その時、


「もう皆んな!綴ちゃん疲れさせちゃ駄目だよ!僕と綴ちゃんは庭園に行って来るから、それまでには仲直りしておいてね!」

「り、リヒト君!?」


 おわわ…!とグイッとリヒト君に手を引っ張られて無理矢理立たされた私は、そのままドアへと引き摺られる。


「綴」

「獅帥叔父さんも着いて来ちゃ駄目〜!」


 背後で獅帥君の呼び掛けが聞こえたが、リヒト君に引っ張られて部屋を出る事になった。


「リ、リヒト君。何処まで行くの?」

「ふふーん内緒」

 
 されるがままに、歩いて数分。

 リヒト君に連れられて来たのは以前見せられた芝生迷路でなく、


「庭園?」

「そう!」


 リヒト君は大きな硝子張りの庭園…と言うよりは、もう植物園に見える建物の前だった。
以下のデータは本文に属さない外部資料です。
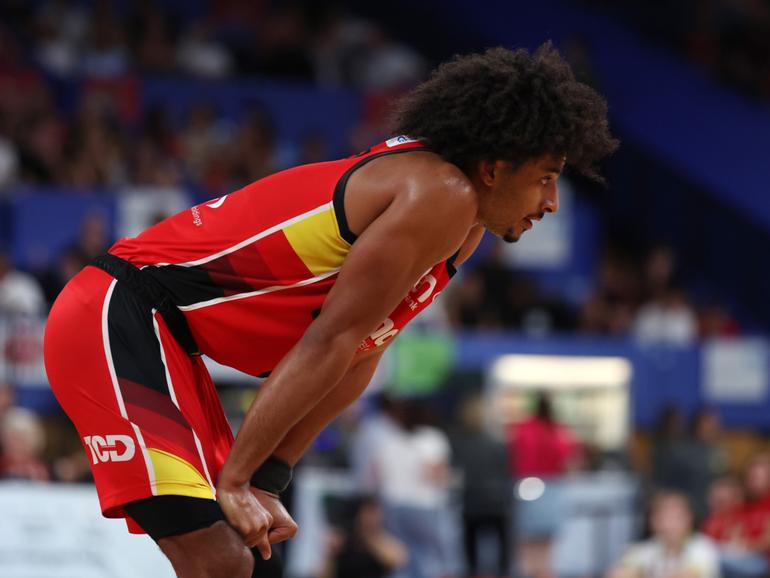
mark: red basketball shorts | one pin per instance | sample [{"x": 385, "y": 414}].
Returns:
[{"x": 147, "y": 413}]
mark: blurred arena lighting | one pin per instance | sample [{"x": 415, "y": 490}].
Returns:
[
  {"x": 559, "y": 372},
  {"x": 591, "y": 394},
  {"x": 530, "y": 489}
]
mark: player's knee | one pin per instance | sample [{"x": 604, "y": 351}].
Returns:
[
  {"x": 234, "y": 561},
  {"x": 214, "y": 552}
]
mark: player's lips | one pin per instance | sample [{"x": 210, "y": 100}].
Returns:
[{"x": 528, "y": 220}]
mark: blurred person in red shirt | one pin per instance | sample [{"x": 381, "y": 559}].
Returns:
[
  {"x": 725, "y": 525},
  {"x": 541, "y": 447},
  {"x": 541, "y": 451},
  {"x": 726, "y": 503}
]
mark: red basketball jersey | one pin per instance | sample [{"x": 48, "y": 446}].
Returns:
[{"x": 250, "y": 270}]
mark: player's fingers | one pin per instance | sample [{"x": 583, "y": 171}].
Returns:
[
  {"x": 277, "y": 535},
  {"x": 254, "y": 531},
  {"x": 263, "y": 546}
]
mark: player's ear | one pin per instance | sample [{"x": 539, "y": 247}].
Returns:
[{"x": 488, "y": 171}]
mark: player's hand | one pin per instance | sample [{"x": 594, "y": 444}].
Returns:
[
  {"x": 283, "y": 527},
  {"x": 247, "y": 515}
]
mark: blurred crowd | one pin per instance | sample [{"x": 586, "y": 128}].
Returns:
[
  {"x": 108, "y": 142},
  {"x": 638, "y": 294},
  {"x": 434, "y": 490},
  {"x": 728, "y": 38}
]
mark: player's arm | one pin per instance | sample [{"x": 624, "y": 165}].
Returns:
[
  {"x": 349, "y": 388},
  {"x": 425, "y": 223}
]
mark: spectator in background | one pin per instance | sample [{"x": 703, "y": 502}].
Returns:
[
  {"x": 724, "y": 525},
  {"x": 540, "y": 448},
  {"x": 20, "y": 293},
  {"x": 715, "y": 321},
  {"x": 359, "y": 546},
  {"x": 706, "y": 460},
  {"x": 22, "y": 439},
  {"x": 669, "y": 446},
  {"x": 755, "y": 523},
  {"x": 199, "y": 54},
  {"x": 486, "y": 495},
  {"x": 374, "y": 430},
  {"x": 105, "y": 53},
  {"x": 673, "y": 550},
  {"x": 669, "y": 319},
  {"x": 413, "y": 471}
]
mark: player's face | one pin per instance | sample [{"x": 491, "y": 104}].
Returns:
[{"x": 517, "y": 196}]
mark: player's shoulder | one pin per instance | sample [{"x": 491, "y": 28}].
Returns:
[{"x": 431, "y": 181}]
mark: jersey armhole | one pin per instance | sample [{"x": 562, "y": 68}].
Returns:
[
  {"x": 450, "y": 264},
  {"x": 338, "y": 200}
]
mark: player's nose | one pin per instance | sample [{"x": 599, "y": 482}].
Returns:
[{"x": 551, "y": 200}]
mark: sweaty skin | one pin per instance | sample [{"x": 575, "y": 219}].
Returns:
[{"x": 410, "y": 211}]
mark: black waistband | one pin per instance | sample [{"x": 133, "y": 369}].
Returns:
[{"x": 155, "y": 296}]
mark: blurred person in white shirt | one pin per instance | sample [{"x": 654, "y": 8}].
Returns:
[
  {"x": 413, "y": 472},
  {"x": 20, "y": 293},
  {"x": 674, "y": 549}
]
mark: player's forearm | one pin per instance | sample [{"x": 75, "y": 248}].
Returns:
[
  {"x": 349, "y": 388},
  {"x": 304, "y": 377}
]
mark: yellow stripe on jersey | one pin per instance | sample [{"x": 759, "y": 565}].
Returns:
[
  {"x": 317, "y": 241},
  {"x": 176, "y": 476}
]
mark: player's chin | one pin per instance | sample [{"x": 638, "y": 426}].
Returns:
[{"x": 510, "y": 236}]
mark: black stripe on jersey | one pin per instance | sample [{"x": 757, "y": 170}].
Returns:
[
  {"x": 450, "y": 264},
  {"x": 187, "y": 285},
  {"x": 133, "y": 343},
  {"x": 339, "y": 191}
]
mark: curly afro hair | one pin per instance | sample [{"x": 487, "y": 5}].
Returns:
[{"x": 509, "y": 105}]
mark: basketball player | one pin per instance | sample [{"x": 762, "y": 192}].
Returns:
[{"x": 306, "y": 276}]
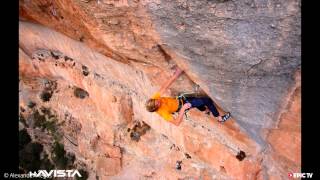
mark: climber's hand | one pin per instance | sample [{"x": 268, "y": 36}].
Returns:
[{"x": 178, "y": 71}]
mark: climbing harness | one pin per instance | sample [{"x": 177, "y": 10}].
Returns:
[{"x": 182, "y": 98}]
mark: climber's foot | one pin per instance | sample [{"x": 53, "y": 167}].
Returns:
[{"x": 225, "y": 117}]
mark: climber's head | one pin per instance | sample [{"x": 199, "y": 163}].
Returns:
[{"x": 153, "y": 104}]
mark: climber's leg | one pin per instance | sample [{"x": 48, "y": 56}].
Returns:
[{"x": 209, "y": 103}]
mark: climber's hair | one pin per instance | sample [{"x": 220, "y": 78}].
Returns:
[{"x": 151, "y": 105}]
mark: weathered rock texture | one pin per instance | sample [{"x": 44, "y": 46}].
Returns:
[{"x": 107, "y": 57}]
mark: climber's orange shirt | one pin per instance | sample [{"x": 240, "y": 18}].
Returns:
[{"x": 168, "y": 106}]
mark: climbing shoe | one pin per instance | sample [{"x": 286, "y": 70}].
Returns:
[{"x": 225, "y": 117}]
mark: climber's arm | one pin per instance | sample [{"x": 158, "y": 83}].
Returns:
[
  {"x": 165, "y": 86},
  {"x": 178, "y": 120}
]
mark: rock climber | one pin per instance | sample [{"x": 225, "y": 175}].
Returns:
[{"x": 166, "y": 106}]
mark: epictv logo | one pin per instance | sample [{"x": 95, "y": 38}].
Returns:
[{"x": 300, "y": 175}]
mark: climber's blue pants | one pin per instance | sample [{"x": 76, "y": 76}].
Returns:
[{"x": 202, "y": 102}]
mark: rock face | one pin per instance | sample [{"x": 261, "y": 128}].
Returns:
[{"x": 94, "y": 63}]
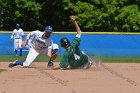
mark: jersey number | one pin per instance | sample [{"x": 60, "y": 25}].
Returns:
[{"x": 77, "y": 57}]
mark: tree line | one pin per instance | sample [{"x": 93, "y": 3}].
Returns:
[{"x": 92, "y": 15}]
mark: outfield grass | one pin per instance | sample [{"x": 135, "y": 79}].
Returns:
[{"x": 103, "y": 59}]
 エッヘン!と仁王立ちしているリヒト君は「因みに此処の庭園の近くに、オオミカを育てる家屋?があるんだって!」と補足情報をくれた。


「ふへ…」
 

 何回も来ている筈なのに、知らない場所がまだこんなにあるとは天條邸恐るべし。


「早く入ろ!ここのとっても綺麗なお花が沢山あるんだ」


 そう言って中に入ろうと硝子張りのドアに手を掛けたリヒト君は「あれれ?」と首を傾げている。